“I don’t want to be a little kid, I want to be treated like a grown up”
Those words probably came out of my mouth more time than I can recall. It’s funny to look back at those days and realize, those days have come and gone. Lately, things have started to change in my life. I am working full-time and still working my way through figuring out where life will take me and what will be of my career. I’m clearly still finding my way of course and trying to figure out what I will do for the rest of my life. You’d think that finishing off my degree would provide me with a job right off the bat but that didn’t happen. I know it will. But that wasn’t the point of this blog. Lately, I’ve been feeling more like an adult. It’s been a weird change, I mean I’ve been of legal age for a while now but when you’re in school, you still feel different. Nowadays, I have to wake up and go to work. No choice. I’ve noticed the change, I see myself making sure I have enough for gas, for bills and for food. Of course, I still take the time to have fun but it feels different. I didn’t think I would feel this different in just a few months and weeks. I have a long way to go still, I obviously still live at home but even then, the change is noticeable. I’ve been asked if i’ll move out soon or that I should move out but I don’t necessarily feel economically secure to do that. Some people leave home and then come back because of the cost. I don’t want to do that. I want to be fully secure and independent to do that.

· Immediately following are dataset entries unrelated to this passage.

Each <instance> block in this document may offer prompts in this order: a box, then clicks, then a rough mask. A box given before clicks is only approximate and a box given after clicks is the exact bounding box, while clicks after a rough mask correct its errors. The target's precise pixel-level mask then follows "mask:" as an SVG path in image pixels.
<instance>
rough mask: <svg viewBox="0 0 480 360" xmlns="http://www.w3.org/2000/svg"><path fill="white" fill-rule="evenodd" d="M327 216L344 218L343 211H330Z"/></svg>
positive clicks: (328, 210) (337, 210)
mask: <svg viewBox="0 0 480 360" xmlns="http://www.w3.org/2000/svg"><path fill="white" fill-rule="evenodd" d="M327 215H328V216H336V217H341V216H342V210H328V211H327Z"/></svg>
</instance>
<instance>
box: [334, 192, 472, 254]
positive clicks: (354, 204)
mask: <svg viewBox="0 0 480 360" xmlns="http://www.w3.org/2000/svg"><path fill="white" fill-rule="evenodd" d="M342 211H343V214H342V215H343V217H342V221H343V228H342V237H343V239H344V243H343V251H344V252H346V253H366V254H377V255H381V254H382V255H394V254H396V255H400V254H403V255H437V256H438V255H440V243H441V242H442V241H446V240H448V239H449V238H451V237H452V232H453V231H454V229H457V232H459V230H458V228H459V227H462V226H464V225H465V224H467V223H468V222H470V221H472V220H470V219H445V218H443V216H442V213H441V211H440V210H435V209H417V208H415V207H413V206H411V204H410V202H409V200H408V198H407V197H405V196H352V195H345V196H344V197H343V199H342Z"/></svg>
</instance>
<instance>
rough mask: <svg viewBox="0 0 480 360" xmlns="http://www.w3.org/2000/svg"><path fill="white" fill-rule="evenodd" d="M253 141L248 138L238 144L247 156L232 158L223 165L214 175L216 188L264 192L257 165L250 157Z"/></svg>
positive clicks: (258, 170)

It’s been so weird. I’m appreciating the days when I get to take a break. I even have plants in my room now. Even what I read has changed. Well, more like evolved because I will always read my classics but lately I’m reading more thought provoking reads. I feel great. I even lost weight. I actually went back to my normal size-self which is a 10. I’m happy about that. I hadn’t been a 10 since high school. I slowly gained so much weight, the biggest size I’ve been is 16 and it made me unhappy. I slowly started taking better care of myself and to have lost that much weight in a few years makes me happy. I feel like I started to care more about my well-being rather than being skinny.
Like I mentioned, I still have a long way to go before being a full functioning adult but I mean, I already know what it feels like to have your car die on the freeway….thanks for my parents coming to my rescue! (I forgot to apply for my triple A membership…oops!). I’m still learning. I already can see how much costs. Gosh, when did things get so expensive. haha. Anyway…
I feel good, somewhat tired because work is brutal. I miss school on most days, I actually plan to go back…of course, I need to save up for that…oh, and also a trip somewhere nice.
Well, just thought I’d let you all know that I’m feeling like an adult now.